In the light of the protests for Tibet and Darfur it saddens me that the world knows little about the North Korean situation. Maybe it’s because North Korea has done such a great job of controlling information or maybe it’s because North Korea does not have a famous advocate like the Dalai Lama or Mia Farrow.
This article asks the question what is the world doing.
Few countries today can claim as staggering a list of human rights violations as North Korea.
For starters, there’s a resurgent famine driven by gross government mismanagement that threatens millions of lives, hundreds of thousands of political prisoners languish in concentration camps, and an estimated half-million refugees remain in hiding from forced repatriation that often results in torture and execution.

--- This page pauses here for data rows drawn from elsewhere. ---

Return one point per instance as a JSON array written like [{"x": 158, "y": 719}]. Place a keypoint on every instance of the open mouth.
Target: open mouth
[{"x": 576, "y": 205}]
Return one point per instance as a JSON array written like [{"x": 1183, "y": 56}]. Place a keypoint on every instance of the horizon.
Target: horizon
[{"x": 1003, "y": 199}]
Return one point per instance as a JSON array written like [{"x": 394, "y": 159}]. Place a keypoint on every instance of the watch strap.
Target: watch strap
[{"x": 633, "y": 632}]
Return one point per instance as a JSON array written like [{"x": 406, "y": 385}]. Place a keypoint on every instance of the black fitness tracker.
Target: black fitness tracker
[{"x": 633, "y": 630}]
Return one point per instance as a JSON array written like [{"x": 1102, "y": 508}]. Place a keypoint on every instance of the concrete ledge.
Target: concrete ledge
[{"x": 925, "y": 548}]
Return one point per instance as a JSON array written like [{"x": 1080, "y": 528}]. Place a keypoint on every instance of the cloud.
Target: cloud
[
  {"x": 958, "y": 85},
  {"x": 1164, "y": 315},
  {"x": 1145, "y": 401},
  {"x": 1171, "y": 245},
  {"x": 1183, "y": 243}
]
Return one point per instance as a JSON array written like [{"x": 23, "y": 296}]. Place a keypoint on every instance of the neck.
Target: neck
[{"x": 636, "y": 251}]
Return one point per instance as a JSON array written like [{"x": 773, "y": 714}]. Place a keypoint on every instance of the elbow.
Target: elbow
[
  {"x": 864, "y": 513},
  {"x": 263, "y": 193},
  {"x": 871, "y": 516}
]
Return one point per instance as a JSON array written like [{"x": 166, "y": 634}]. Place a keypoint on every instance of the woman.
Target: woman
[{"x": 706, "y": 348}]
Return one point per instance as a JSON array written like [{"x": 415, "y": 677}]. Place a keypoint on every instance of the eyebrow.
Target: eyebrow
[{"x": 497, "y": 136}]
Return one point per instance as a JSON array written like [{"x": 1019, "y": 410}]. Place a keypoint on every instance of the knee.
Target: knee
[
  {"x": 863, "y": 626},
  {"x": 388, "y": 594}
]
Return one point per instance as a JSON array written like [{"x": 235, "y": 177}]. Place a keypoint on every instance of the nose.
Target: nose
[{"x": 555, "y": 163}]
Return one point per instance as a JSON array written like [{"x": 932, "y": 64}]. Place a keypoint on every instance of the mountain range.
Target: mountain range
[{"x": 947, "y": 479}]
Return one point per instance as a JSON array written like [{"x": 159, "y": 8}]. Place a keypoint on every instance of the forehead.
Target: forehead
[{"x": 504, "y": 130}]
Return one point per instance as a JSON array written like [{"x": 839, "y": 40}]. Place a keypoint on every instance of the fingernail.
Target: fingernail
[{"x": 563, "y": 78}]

As the situation grows ever more desperate for those fleeing the world’s most repressive regime, urgent attention is needed.
The People’s Republic of China regards North Korean refugees as “economic migrants” and actively hunts them down in an effort to prevent a mass migration through the long Chinese-North Korean border, in violation of the 1951 Refugee Convention.
Reports from the field indicate that China is offering increasingly lucrative bounties for cases that lead to arrest and repatriation.
North Koreans seeking asylum in countries that do not repatriate refugees are put in severely overcrowded detention centers, sometimes for well over a year, before being issued exit visas.
In light of this, it is fair to say that international institutions have totally failed in their duty to protect refugees and curtail human rights violations.